Portmeirion is a much-loved Italianate-style fantasy village near Porthmadog, North Wales. A day out at Portmeirion is the perfect day trip in North Wales. A wonderful day out for the whole family.
You know what a folly is, right? A piece of decorative and completely indulgent architecture which serves no real purpose beyond pleasing its author and those who pass it. A faux-gothic tower at the bottom of the garden, a whimsical-Rapunzel tower, an ornamental rotunda done in Greek temple style.
Well, Portmeirion is a whole village of such follies, designed by Welsh Architect Clough Williams-Ellis in the early 20th century. The architectural equivalent of Willy Wonka’s chocolate factory, it is a collection of Riviera-inspired houses, ornamental gardens and – Wonka fans you might want to hum it – a world of pure imagination. It really is the perfect day trip in North Wales.
It is the place where cult 1960s TV series The Prisoner was filmed, starring Patrick McGoohan as ‘Number Six’. Portmeirion also sells pottery of the same name, with a ‘pottery seconds’ shop as well as a fab gift shop. Oh, and as music fans will know, for the last few years Portmeirion has hosted the fantastic Festival Number 6.
The Portmeirion Dream
Portmeirion was Clough’s dream for more than thirty years. As the story goes, even as a small boy, Clough was determined to be an architect. More precisely, he decided at a very young age that one day he would choose a site and build a group of buildings purely for his own satisfaction.
The result is this beautiful jumble of wonderfully coloured Italian-style buildings – think ochre, blue, muted reds and pastels – which sit nestled into a hillside on a wooded peninsula overlooking the sea. It’s mind-blowingly incongruous, a little bit barmy, and utterly intriguing.

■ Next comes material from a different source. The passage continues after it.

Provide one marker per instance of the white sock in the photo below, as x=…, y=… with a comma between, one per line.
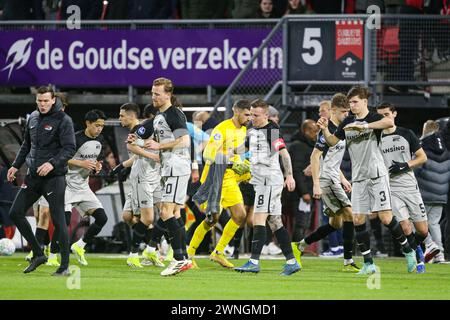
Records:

Your admission fee (£12 for adults or £10.50 concessions) buys you a full day out. Buy online via the Portmeirion website and you can get a 10% discount.

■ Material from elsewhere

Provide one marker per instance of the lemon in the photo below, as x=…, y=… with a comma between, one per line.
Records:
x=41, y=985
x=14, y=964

Our Portmeirion Highlights
The centrepiece of Portmeirion, look out for Riviera inspired houses, ornamental garden and magnificent Italian-style bell tower. Your first sight of the village, this is a riot of form and colour. Check out the giant chess board and enjoy the scent of rose-planted alleys. If you have an Instagram account you’re going to be busy.
The Ice Cream
You can’t have a decent day out without an ice cream! We say ice cream, but of course we mean Italian-style gelato, made on site, in Portmeirion village. Head to the Caffi’r Angel for a retro-style cafe experience, and the most delicious gelato including the heavenly bara brith flavour. Great coffee and cakes here too.
The Hotel Portmeirion
Clough Williams-Ellis wanted Portmeirion to be a tourist destination, and the Hotel Portmeirion was designed to be its waterfront hub. Outside, kids can play pirates in the Amis Reunis, a stone sculpture of an old ketch or sail-boat. Enjoy lunch or a splendid afternoon tea on the terrace overlooking the sea. You’ll be hard-pushed to find a better view in the UK.
This pretty little plaza is home to guest accommodation, including an aromatherapy spa and a café with outdoor tables on the cobbles – a great spot to grab a coffee, Mediterranean-style. The Round House, the cottage where Number Six lived in The Prisoner, is now a shop selling nostalgic memorabilia.
The Gwyllt Woodland
The Gwyllt is a ten-hectare woodland which includes an Edwardian wild garden designed by Caton Haigh, a world authority on Himalayan flowering trees and exotic plants. The woodland is lit up by camellias, rhododendrons, azaleas and magnolia and maidenhair trees at various times throughout the year.
They were a talented family. Clough Williams-Ellis’s daughter Susan, a ceramics designer, first sold her designs in Portmeirion. In 1960, she took over a Stoke-on-Trent pottery and named it after dad’s village. There are a few shops selling pottery on site, including a Portmeirion ‘seconds’ shop. If you like earthenware and kitchen ware, you’ll love the Portmeirion gift shops.
As if that wasn’t enough the perfect day trip in North Wales also includes a beach. Portmeirion is built overlooking the estuary of the River Dwyryd near Porthmadog. At low tide there is a vast expanse of sand extending well out into the estuary, and it’s a lovely walk – close to shore – with beautiful views in every direction. Be careful though – this beach is home to fast-moving tides and quick sand mud flats.Tempting though it may look, we don’t recommend walking across the estuary.